As described above, according to the present invention, it is possible to provide a good ignitability during the period from the start of combustion to the start of suction, and to realize a stable heat supply from the middle to the second half of the suction, and further, the combustion ends. A carbon heat source and a scented suction device that can be fired with certainty.

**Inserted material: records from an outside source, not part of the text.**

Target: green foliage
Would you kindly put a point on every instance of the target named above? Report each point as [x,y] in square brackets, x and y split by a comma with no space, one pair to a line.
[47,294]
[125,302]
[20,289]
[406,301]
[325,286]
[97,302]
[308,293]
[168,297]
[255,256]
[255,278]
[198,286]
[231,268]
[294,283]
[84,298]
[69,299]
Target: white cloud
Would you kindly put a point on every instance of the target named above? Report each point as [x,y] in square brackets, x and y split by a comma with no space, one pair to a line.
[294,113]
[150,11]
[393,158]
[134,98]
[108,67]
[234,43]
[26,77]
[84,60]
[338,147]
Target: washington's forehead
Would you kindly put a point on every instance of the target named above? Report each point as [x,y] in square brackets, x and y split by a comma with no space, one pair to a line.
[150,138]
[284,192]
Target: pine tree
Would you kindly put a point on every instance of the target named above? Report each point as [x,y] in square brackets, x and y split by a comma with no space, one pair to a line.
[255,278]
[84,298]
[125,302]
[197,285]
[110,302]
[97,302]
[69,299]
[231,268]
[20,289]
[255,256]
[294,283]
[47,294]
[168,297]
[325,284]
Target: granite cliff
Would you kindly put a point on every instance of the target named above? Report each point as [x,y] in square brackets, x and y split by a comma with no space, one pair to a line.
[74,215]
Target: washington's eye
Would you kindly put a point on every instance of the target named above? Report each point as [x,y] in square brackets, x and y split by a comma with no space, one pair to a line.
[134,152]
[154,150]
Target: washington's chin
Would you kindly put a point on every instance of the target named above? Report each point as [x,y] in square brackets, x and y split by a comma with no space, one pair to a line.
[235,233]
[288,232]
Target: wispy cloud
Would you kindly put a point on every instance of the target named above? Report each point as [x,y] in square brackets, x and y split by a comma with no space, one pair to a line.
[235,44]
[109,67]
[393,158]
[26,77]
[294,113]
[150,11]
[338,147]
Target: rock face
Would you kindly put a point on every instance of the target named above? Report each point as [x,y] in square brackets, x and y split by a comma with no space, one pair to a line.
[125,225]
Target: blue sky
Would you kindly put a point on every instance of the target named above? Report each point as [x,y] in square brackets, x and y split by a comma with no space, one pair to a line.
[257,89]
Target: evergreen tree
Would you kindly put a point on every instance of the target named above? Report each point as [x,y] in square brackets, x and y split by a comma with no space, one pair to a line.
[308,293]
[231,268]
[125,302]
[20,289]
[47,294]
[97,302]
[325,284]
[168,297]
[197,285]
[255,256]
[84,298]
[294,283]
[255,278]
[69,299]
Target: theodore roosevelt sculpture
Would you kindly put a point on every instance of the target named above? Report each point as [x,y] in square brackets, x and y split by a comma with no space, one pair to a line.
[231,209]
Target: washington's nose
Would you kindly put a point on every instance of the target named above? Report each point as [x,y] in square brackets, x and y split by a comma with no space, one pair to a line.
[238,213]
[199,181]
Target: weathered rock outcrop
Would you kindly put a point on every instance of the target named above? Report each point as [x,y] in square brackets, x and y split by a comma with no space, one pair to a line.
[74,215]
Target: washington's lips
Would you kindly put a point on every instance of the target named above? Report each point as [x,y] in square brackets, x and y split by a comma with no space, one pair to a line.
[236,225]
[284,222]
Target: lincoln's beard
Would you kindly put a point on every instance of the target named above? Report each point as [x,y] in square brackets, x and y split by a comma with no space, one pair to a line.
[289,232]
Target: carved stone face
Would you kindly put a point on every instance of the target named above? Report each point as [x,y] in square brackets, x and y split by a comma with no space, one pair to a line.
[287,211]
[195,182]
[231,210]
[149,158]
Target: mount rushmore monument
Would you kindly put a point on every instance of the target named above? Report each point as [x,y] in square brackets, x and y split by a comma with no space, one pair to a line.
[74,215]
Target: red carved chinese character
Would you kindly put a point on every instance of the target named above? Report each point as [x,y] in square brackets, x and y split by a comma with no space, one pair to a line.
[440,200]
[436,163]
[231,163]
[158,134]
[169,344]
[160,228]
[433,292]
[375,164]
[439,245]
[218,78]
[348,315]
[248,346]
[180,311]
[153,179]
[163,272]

1‧‧‧Scented suction device

2‧‧‧Scent source

3‧‧‧ Keeping Department

4‧‧‧ filter

10‧‧‧Carbon heat source

10a‧‧‧Ignition end face

10b‧‧‧ mouth end

11‧‧‧Cylinder

12‧‧‧Ignition end

31‧‧‧ outer wall

311‧‧‧ Exterior components

312‧‧‧Heat conductive members

312a‧‧‧End of the ignition end side

312b‧‧‧End of the suction side

32‧‧‧ hollow

AX‧‧‧ axis

L‧‧‧Long-axis direction

Claims (7)

A flavoring device comprising: a columnar carbon heat source; and a holding portion having a cylindrical outer wall that holds the carbon heat source, wherein the carbon heat source includes a one extending along a longitudinal axis of the carbon heat source a hollow tubular portion; and an ignition end portion disposed closer to the ignition side of the carbon heat source than the tubular portion, and a groove communicating with the cavity is formed in an end surface of the ignition end portion on the ignition side, the ignition end a portion having a gap communicating with the cavity in an extending direction of the cavity provided in the tubular portion, wherein the groove is formed separately from the gap, and in the holding portion, the outer wall includes a heat conduction member, and at least a part of the heat conduction member is Adjacent to the aforementioned carbon heat source. The aroma absorbing device according to claim 1, wherein a scent generating source containing at least one volatile aroma component is provided inside the holding portion, and the heat conducting member extends at least from the carbon heat source to the scent Generate the source. The scented suction device according to claim 1 or 2, wherein the groove is exposed on a side surface of the ignition end portion. The fragrance according to any one of claims 1 to 3 In the suction device, the tubular portion has a cylindrical shape, and a difference between a diameter of the cavity and an outer diameter of the carbon heat source is 1 mm or more. The scented suction device according to any one of claims 1 to 4, wherein the tubular portion and the ignition end portion are integrally formed. The flavor absorber according to any one of claims 1 to 5, wherein, in the longitudinal direction of the carbon heat source, the size of the carbon heat source is 10 mm to 30 mm, which is longer than the foregoing In the direction in which the side axis directions are orthogonal, the size of the aforementioned carbon heat source is 4 mm to 8 mm. The scented suction device according to any one of claims 1 to 6, wherein the size of the cavity is 1 mm to 4 mm in a direction orthogonal to a longitudinal axis direction of the carbon heat source.